What ought to be the specific criteria for some form of EU intervention? First of all, there should be a track record of a government actually departing from shared European standards. Part of the problem with the ill-fated actions against Austria was that nothing had actually happened. To be sure, it was alarming that Haider’s party joined the government, and it might well be that European ‘shaming’ in the end did serve as a deterrent – but prima facie, it seems illiberal to sanction political actors simply on the basis of rhetoric which might in fact simply be that: rhetoric.
Second, as long as there is some reasonable hope that national politics will be self-correcting, outside intervention would be illegitimate: it could look like Brussels picking a winner in a domestic power struggle. This is an old point, familiar from John Stuart Mill: ideally peoples struggle for democracies (and preserve their democracies) in their own particular way. Arguably, this criterion makes it legitimate that Berlusconi’s Italy was left alone: The Cavaliere for sure tried to remove checks and balances and would have wanted to cement his persona power with a presidential regime – but the opposition, despite its generally sorry state, remained strong enough, Berlusconi kept losing popular referenda, and, most importantly, the judiciary kept putting up a fight. There is some hope that the situation in Hungary might also ultimately be self-correcting: civil society has recently woken up, with very large demonstrations against the new ‘system of national cooperation’ in Budapest. And it is likely that many citizens will decisively turn away from a government whose stewardship of the economy has been nothing less than disastrous.
This also points to the importance of nuances in political language and tone: criticism from the outside should never be suspect just because it comes from the outside – after all, EU citizens share one political space and ought to make it their business what others in that space do. But neither politicians nor intellectuals should generalize about, for instance, ‘the Hungarians’, as opposed to a particular government. And Brussels should never treat Member States as if they were like children who are a bit slow in getting liberal democracy: the EU as lived experience can be very different from the textbook account of ‘transitions to democracy’, where peace, prosperity and political happiness reign ever after. In Hungary, for instance, accession in 2004 was already the moment of bust after the boom, when companies were moving still further east in search of tax breaks and cheap labour.

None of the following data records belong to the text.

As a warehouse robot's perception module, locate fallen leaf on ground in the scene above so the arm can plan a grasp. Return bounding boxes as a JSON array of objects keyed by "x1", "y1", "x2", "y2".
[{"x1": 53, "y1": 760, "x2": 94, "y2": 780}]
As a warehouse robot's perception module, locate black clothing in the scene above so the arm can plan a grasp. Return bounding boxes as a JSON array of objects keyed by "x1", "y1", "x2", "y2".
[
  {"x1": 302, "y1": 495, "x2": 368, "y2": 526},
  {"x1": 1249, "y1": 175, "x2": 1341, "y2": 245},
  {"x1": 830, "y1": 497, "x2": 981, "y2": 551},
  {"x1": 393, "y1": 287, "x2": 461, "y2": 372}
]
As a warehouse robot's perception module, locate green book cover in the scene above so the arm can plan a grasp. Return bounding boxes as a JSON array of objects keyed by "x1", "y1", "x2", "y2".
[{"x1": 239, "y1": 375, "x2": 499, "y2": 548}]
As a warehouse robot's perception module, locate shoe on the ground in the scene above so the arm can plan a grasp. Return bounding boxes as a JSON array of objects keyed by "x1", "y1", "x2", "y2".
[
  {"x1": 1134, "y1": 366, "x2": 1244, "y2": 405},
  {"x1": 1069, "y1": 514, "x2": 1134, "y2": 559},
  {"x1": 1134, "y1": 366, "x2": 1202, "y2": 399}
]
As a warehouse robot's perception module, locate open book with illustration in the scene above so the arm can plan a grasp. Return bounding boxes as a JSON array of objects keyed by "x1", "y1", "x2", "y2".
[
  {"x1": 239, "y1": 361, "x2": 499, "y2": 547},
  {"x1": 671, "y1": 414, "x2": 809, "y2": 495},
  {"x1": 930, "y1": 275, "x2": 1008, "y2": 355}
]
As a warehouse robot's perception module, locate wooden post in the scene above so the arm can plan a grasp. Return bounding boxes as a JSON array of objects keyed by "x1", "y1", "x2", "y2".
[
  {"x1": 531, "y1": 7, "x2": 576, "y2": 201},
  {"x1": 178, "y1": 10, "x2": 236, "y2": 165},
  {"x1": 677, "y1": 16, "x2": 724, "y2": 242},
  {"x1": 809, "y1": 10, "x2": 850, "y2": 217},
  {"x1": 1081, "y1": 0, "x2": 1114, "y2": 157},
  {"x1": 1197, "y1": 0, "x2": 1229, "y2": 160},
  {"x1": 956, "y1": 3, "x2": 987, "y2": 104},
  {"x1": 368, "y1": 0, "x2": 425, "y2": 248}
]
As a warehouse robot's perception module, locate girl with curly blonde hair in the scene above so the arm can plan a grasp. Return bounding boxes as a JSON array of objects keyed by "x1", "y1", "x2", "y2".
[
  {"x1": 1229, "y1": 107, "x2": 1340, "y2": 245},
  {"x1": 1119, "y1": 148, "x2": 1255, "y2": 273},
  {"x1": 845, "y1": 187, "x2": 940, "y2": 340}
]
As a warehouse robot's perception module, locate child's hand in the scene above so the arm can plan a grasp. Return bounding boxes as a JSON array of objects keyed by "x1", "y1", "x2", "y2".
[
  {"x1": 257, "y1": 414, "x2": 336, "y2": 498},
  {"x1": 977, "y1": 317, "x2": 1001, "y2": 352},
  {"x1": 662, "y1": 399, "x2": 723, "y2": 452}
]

Finally, if a country does indeed insist that its own understanding of democracy – one amounting, for instance, to a deeply illiberal or ‘managed’ democracy – is right and ought to be above criticism from Brussels, then so be it; as long as there is a proper procedure for ejecting a country from the EU, or a Member State leaving voluntarily. What in the UK is now sometimes called ‘the democratic override’ of supranational institutions might ultimately have to take the form of a democratic exit – though it’s of course a legitimate question whether a managed democracy could actually manage a truly democratic exit.